Luego de una pausa para componer la voz y del recorrido por la oficina, Aída vuelve a sentarse y continúa con el relato del 30 de diciembre. “Cuando mi marido llegó a casa a las 6 de la mañana, le dimos la noticia. Recién ahí fuimos con nuestro hijo mayor, Carlos, que es policía, a recorrer los hospitales, porque no me había dejado ir sola más temprano. Llegamos primero al hospital Ramos Mejía. Estaba todo muy desorganizado y la gente desesperada. Logré que me dieran una lista pero cuando salí a la vereda las familias me la sacaron. De ahí fuimos a la morgue judicial, y les tuve que pedir que sacaran fotos a los chicos y las colgaran para que podamos identificarlos”. Esas fueron las primeras fotos que aparecieron de la masacre y donde pudo identificar a Abel. “A pesar de que no habían dejado entrar a mi hijo policía, yo me metí. Las madres somos más astutas”.

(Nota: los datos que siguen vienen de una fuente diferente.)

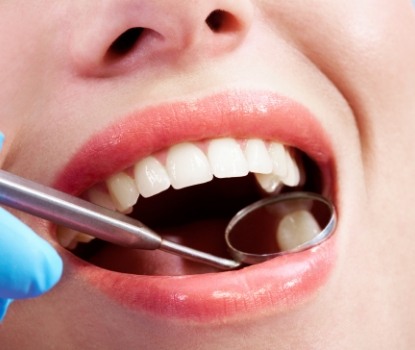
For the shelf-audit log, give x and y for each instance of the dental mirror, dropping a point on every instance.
(280, 225)
(274, 226)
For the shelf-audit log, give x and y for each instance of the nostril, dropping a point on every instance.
(125, 43)
(222, 21)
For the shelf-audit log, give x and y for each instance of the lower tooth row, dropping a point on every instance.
(187, 164)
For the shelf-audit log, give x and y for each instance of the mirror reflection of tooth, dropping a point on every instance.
(295, 229)
(257, 157)
(123, 191)
(151, 177)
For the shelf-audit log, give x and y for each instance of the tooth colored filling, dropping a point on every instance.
(188, 164)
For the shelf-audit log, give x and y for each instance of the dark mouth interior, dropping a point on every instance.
(196, 217)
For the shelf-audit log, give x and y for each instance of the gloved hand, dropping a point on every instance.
(29, 266)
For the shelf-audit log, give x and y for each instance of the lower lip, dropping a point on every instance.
(271, 287)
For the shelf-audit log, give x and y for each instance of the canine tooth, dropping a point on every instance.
(293, 173)
(123, 191)
(187, 165)
(257, 156)
(151, 177)
(226, 158)
(278, 154)
(270, 183)
(101, 198)
(296, 228)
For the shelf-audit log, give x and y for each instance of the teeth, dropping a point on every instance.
(187, 165)
(257, 156)
(123, 191)
(285, 170)
(151, 177)
(227, 159)
(296, 228)
(270, 183)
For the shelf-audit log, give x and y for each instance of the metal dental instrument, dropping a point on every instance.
(114, 227)
(266, 216)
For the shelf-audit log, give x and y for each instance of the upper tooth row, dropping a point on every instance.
(187, 164)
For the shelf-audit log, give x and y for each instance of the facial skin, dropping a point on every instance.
(350, 63)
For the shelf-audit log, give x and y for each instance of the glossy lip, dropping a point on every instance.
(273, 286)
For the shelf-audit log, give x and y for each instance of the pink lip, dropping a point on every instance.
(274, 286)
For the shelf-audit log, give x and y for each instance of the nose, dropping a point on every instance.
(116, 36)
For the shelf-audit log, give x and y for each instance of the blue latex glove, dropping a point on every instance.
(29, 266)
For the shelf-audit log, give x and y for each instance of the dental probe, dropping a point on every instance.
(99, 222)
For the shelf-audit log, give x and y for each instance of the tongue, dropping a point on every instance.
(206, 235)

A Aída le gusta el rock y fue a ver a los Rolling Stones. Sin embargo, a Callejeros no los puede escuchar: “Si paso por algún lado que lo están tocando o subo en un colectivo se me saltan solas las lágrimas, se me corta hasta el habla. Yo creo que todas las mamás sentimos lo mismo”. Aunque señala que Cromañón fue uno solo y que las organizaciones no deberían estar separadas, Familias por la Vida es una de las que encuentra en Callejeros culpa y responsabilidad, e incluso apoyaron que no volvieran a los escenarios. Se refiere como “salvajes” a aquellos que arrojaron bengalas. Acusa, además, a Omar Chabán –administrador de Cromañón- por, entre otras cosas, colocar media sombra en el techo. De su hijo recuerda que “a cualquier lado que iba llevaba la guitarra. Él se iba a los parques a tocar para los niños, o los abuelos del barrio. Era muy solidario, a veces venía y me pedía mercadería para llevarle a una abuela que tenía menos que nosotros”. También que esos mismos niños fueron a la casa el día del velorio. “Tenía nenes de 9 o 10 años debajo de su cajón, que no querían irse. Nos acompañaron hasta el cementerio en colectivos que el intendente Manuel Quindimil puso para llevarlos”.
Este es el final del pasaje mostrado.